Le Centre gérontologique de Prague offre la possibilité aux seniors en perte d’autonomie de ne pas se couper du monde en venant participer à diverses activités. Jitka Pokludova en est la responsable :

Photo : Filip Jandourek,  ČRo
« Nous stimulons notamment le corps et l’esprit. Nous nous efforçons de maintenir un régime quotidien, un aspect important pour les personnes âgées, et nous essayons de faire en sorte qu’ils continuent à s’orienter au niveau temporel. »

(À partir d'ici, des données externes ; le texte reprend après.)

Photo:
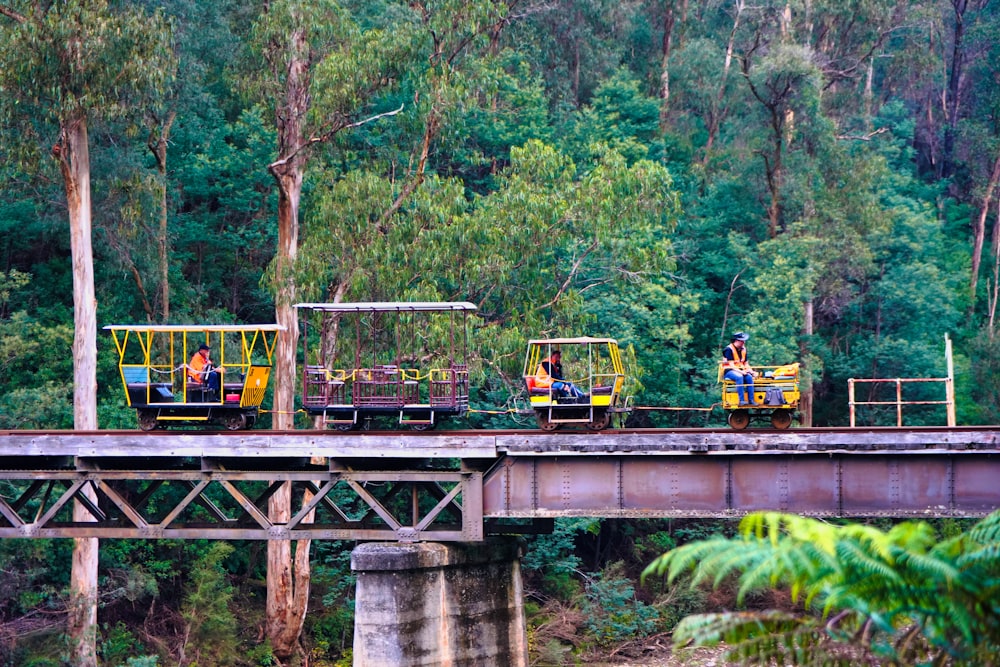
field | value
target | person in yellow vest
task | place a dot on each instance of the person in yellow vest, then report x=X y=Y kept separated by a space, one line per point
x=549 y=374
x=201 y=372
x=738 y=369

Si tout le monde est appelé à vieillir, et peut-être à souffrir des maux liés à la vieillesse, il n’en reste pas moins qu’une bonne prévention en amont contribue à minimiser les risques de maladies de dégénérescence, mentale et physique. Le mouvement, une activité régulière, une hygiène de vie adéquate, pour les plus de 50 ans restent des principes de base à respecter pour une meilleure santé, rappelle Hana Matějovská Kubešová, gérontologue, et elle-même préretraitée active :

Hana Matějovská Kubešová  (à droite),  photo : ČT24
« J’essaye de trouver une activité qui corresponde à chaque saison de l’année. Selon moi, la nature est la meilleure des salles de sport. Après 50 ans, il faut privilégier des activités d’endurance, comme la course, la marche rapide, la nage, le ski de fond. »

Les différents experts en gériatrie appellent donc le gouvernement tchèque à réagir et à s’inspirer du modèle allemand qui depuis 1995 a mis en place l'Assurance de soins longue durée. Obligatoire, universelle et unique, elle s’adresse aux personnes âgées dépendantes et personnes handicapées. Mais pour l’heure, la ministre du Travail et des Affaires sociales a opposé une fin de non-recevoir à ces appels et déclare qu’elle présentera sa propre proposition de loi à l’automne prochain.